Master, the staff said, I am limited. I am weak. I must be reunited.

“Reunited?” Orenda asked.

“Who are you talking to?” Gareth asked.

“The staff. It speaks to me.” Orenda explained, staring at it.

“Well,” Gareth said, “It really must be hereditary. Madness isn’t all bad, Orenda, you find yourself zoning out to worlds much better than this one. Can we go now?”

I must be reunited with the artifact. The staff explained. It is no longer here. It was stolen more than two centuries ago by a man in green with a soul that did not belong to him. It was taken from the temple deep inside the mountain. It is yours. You must have it.

“There was another artifact?” Orenda asked. “If I find it, you’ll become the weapon of a god?”

Yes, master. Together we can accomplish anything. It will grant you power beyond your wildest dreams.

“There isn’t another artifact, Orenda,” Gareth said, “This was it. This was our chance. I came along on this ridiculous quest, but you can spend the rest of your life chasing dreams and it would still be foolish to go up against the Emerald Knight.”

Orenda ignored him and instead asked the staff, “Do you know where it is?”

I am searching, master. Trapped as I am I can do so little. Please, help me. Take me into the open air and I will feel the connection. We will find it together.

“I suppose I’m ready to go,” Orenda said, but when she finally looked at Gareth, she saw him staring over her shoulder at something that quite obviously had his attention, so she turned and followed his gaze.

The sculpture she had seen when she entered the room, the one on the other side of the sacred flame that had been mostly blocked from view- was moving.

She had assumed it was decorative, had assumed it was there to help those who had come to take the test- but now she saw that the outer edge was lined with crystals, and they were lighting up. The light flowed across the runes and spelled out words that she did not understand, then spilled out onto the stone surface, into the cracks that lined it, until the whole thing began to glow as if it were melting into magma. But it was not magma, not the bright reds or oranges of fire, but a strange, dark light.

Orenda felt the same thing she had felt in the sacred flame, but she was not inside it, only peripheral to it. But she identified it. She knew what it was, because she had felt it so strongly before.

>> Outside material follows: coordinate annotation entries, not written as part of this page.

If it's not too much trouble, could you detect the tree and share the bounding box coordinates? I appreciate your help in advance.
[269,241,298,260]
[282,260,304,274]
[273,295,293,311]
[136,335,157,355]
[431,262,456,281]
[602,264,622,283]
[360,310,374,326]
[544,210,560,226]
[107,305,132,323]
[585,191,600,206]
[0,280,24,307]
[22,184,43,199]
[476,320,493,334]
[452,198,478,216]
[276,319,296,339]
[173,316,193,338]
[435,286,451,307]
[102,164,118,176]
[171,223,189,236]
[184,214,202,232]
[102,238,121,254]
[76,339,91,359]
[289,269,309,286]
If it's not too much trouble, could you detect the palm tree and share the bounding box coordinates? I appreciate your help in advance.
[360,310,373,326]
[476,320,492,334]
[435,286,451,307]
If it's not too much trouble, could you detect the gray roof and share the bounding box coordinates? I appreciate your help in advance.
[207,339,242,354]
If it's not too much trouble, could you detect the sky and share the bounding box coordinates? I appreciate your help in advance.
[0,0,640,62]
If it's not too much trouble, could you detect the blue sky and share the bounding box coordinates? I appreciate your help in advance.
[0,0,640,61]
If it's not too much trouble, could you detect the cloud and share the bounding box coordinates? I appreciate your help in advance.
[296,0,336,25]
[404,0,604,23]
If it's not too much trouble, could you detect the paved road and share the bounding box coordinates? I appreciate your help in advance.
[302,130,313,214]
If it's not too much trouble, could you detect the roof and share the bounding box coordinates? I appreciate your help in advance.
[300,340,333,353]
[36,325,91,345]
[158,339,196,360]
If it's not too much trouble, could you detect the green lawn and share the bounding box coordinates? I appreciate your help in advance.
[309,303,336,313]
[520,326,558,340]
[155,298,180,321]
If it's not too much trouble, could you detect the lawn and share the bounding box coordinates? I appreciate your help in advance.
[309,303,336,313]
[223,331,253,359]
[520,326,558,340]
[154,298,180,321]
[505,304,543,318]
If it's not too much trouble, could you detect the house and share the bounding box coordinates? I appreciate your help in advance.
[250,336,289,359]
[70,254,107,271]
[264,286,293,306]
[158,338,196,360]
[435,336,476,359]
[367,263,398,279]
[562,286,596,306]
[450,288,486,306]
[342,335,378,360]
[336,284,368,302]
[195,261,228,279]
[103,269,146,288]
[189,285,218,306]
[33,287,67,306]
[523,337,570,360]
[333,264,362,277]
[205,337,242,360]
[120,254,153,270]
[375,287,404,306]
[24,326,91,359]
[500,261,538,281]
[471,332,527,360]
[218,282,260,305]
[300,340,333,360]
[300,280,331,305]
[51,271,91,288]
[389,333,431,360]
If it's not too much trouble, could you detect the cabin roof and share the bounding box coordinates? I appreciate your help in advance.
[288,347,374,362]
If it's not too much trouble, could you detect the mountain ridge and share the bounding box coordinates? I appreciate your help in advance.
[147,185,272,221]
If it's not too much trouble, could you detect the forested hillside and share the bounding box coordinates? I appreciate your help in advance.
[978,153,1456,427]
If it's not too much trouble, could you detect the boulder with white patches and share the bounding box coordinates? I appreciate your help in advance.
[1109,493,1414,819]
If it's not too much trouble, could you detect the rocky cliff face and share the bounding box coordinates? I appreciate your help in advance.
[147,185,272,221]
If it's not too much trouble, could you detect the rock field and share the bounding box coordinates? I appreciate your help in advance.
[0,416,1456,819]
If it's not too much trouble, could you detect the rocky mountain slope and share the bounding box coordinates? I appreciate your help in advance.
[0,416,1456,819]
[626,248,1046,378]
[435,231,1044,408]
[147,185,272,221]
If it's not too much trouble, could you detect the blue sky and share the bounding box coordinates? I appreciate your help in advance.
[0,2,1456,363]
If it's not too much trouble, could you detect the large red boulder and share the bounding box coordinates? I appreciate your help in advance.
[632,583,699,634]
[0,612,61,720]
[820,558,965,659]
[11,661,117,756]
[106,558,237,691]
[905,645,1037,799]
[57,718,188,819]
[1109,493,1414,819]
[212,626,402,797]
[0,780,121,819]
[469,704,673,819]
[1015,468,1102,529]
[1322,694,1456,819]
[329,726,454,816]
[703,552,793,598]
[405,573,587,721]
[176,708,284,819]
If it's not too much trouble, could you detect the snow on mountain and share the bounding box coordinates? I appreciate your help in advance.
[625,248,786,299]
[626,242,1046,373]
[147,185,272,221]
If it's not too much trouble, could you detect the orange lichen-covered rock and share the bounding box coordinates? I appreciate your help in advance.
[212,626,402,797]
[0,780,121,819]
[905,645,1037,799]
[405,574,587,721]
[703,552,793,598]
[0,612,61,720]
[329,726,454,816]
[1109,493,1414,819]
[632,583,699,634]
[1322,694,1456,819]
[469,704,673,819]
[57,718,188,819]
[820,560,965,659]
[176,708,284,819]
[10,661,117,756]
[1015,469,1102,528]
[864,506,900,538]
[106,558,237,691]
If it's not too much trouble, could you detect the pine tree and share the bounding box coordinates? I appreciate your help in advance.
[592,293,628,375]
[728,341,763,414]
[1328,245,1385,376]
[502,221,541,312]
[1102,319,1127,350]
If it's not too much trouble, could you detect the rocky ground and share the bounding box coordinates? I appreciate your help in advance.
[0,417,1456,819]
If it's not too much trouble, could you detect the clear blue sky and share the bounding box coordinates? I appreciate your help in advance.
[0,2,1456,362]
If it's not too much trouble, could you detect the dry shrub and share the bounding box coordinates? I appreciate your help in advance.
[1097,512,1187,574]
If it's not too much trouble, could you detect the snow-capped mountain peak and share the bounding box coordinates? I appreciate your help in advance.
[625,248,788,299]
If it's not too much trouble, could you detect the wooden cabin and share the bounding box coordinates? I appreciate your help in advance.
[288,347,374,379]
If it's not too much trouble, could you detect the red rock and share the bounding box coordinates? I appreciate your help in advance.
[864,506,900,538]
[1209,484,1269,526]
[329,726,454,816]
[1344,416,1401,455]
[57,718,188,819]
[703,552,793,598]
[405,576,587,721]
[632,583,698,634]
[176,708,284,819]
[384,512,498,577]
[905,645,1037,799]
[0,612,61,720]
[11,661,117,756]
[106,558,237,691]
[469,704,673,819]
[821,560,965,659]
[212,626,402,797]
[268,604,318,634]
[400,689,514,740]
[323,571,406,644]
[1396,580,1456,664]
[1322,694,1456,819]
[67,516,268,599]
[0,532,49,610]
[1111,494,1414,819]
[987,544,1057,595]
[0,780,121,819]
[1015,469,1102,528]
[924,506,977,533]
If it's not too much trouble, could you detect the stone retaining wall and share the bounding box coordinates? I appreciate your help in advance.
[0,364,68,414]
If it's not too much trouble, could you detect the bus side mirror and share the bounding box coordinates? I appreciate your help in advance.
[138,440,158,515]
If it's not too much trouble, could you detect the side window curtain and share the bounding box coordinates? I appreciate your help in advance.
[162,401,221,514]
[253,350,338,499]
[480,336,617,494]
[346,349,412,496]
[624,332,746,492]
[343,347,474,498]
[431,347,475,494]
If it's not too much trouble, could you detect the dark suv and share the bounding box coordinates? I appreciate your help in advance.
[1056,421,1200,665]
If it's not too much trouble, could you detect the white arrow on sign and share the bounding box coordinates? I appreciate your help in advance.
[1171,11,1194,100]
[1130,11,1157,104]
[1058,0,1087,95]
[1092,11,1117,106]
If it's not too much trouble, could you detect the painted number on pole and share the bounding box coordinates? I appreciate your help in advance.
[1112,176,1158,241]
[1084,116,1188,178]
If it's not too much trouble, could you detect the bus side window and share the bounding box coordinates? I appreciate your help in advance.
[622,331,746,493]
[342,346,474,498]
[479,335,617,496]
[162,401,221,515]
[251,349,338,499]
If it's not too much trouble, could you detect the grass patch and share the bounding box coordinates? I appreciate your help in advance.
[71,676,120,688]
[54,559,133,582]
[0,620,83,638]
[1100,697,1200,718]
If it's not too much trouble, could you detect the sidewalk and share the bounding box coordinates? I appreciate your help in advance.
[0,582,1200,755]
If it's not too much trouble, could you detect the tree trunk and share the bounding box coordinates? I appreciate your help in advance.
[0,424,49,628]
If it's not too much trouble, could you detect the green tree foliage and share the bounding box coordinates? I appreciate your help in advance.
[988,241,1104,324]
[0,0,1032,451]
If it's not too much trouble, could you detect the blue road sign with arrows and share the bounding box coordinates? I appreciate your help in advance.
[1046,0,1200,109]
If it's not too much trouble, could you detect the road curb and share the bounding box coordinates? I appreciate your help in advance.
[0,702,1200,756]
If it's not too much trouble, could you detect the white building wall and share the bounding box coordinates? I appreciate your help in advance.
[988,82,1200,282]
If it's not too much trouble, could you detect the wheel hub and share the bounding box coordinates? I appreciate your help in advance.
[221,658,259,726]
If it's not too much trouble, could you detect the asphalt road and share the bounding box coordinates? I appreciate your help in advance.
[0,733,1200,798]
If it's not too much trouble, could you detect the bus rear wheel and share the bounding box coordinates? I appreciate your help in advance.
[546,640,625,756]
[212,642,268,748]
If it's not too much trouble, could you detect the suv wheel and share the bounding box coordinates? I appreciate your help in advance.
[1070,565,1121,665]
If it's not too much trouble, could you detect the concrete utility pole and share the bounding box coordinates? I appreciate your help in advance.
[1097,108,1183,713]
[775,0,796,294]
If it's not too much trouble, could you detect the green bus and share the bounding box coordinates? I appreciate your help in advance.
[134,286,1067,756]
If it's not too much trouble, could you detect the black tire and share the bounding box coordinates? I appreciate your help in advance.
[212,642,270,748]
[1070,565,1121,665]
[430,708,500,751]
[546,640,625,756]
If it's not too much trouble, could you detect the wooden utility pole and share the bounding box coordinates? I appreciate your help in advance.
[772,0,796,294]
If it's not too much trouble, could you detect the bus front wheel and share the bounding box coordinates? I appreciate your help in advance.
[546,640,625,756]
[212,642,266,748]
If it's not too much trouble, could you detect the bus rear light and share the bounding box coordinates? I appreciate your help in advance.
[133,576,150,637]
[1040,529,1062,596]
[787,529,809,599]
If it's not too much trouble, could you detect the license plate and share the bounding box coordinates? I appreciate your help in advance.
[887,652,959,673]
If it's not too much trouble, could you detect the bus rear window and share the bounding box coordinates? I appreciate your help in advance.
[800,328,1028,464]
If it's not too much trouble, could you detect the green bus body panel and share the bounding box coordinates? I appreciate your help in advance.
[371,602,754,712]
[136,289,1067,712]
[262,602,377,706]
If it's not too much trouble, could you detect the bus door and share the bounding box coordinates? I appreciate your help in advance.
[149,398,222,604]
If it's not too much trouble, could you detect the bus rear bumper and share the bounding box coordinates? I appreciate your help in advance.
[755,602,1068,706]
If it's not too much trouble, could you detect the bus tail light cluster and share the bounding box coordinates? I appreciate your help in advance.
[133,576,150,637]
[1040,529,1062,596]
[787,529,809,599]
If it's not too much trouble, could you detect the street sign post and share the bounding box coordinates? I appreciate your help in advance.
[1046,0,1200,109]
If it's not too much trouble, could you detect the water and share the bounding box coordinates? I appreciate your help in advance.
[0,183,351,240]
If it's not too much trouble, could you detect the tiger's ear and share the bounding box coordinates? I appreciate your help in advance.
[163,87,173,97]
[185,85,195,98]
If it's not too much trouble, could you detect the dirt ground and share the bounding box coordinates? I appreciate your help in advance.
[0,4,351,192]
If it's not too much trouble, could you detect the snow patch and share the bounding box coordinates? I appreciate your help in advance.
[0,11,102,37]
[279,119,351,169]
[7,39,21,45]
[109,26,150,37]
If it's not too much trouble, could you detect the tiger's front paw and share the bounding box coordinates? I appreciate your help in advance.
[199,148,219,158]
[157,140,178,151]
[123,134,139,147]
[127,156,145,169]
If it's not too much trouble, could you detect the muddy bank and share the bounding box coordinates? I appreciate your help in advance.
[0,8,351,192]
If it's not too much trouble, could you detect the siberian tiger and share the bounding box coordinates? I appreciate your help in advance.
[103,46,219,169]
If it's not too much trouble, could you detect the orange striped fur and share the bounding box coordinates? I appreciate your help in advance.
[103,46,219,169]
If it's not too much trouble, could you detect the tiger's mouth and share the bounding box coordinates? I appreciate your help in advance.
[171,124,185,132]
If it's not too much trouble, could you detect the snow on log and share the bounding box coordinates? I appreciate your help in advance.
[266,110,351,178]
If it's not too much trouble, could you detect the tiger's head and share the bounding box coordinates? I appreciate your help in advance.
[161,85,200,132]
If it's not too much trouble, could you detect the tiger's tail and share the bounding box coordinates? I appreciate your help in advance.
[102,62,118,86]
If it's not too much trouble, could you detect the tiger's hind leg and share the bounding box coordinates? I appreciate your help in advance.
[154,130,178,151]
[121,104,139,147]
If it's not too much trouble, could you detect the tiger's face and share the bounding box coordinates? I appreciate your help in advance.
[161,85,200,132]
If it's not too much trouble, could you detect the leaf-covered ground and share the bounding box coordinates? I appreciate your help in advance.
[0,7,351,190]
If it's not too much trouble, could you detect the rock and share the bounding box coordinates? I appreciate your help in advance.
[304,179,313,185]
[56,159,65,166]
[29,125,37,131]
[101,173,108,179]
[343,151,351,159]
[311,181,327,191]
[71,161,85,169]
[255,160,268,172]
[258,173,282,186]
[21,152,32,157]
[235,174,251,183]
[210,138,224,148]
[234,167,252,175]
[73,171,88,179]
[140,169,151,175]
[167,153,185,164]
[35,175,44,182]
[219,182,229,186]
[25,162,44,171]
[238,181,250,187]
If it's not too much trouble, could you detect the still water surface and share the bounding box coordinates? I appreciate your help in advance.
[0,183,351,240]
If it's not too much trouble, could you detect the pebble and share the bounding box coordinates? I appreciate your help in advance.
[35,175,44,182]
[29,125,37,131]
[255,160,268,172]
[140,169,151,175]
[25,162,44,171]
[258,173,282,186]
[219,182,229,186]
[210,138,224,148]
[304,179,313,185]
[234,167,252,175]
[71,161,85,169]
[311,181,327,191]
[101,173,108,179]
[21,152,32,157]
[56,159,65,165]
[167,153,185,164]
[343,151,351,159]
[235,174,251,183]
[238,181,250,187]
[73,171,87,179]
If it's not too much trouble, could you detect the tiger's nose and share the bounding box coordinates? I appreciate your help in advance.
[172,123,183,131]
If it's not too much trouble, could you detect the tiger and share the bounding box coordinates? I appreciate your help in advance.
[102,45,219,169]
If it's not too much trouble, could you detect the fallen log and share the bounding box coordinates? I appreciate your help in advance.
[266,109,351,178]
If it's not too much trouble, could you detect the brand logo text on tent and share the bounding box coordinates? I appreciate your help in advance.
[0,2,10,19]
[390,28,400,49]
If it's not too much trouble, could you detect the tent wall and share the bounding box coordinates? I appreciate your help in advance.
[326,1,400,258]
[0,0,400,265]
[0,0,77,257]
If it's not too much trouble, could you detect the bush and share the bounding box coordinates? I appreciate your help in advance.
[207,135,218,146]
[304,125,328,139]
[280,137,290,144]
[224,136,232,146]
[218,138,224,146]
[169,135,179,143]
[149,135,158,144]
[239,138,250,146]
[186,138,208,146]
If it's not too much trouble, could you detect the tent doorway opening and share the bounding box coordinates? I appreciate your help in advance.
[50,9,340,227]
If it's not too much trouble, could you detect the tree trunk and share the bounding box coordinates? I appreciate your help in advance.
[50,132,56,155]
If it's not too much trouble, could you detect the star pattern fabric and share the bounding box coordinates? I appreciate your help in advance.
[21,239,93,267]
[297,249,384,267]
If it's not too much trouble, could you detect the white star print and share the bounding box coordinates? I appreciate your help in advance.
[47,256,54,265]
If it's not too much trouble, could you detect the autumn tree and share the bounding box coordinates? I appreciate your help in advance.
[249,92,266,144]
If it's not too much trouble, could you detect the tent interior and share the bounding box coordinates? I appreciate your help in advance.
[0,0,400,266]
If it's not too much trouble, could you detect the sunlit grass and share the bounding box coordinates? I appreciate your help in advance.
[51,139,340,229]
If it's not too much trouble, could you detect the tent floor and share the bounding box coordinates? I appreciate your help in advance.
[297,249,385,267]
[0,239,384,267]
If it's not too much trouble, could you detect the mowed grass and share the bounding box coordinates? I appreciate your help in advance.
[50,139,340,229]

But she did not understand why the sculpture had sprung to life with the sacred flame-

Until she identified it correctly.

It was not a sculpture.

It had never been a sculpture.

It was a doorway.

And someone was stepping out of it.

He was the tallest person she had ever seen, made taller by the boots he wore, which stretched past his knees. He wore long gloves and tight pants, all in black, but no shirt. Instead, strips of the black leather crossed his flesh, which was as pale and grey as a corpse. Some of his dark hair was pulled into a bun at the top of his head, and his eyes looked like the void between the stars, like eternity stretching into infinity that held all the secrets of the universe. When his cape cleared the doorway, the dark mockery of the sacred flame disappeared completely, and Morgani Magnus, the fallen, the demon who walked the face of Xren, stared at them as if he had not expected to see them.

The sculpture was once again only a sculpture.

Morgani was the one who broke the silence when he asked, “Ronnie? What happened to your face?”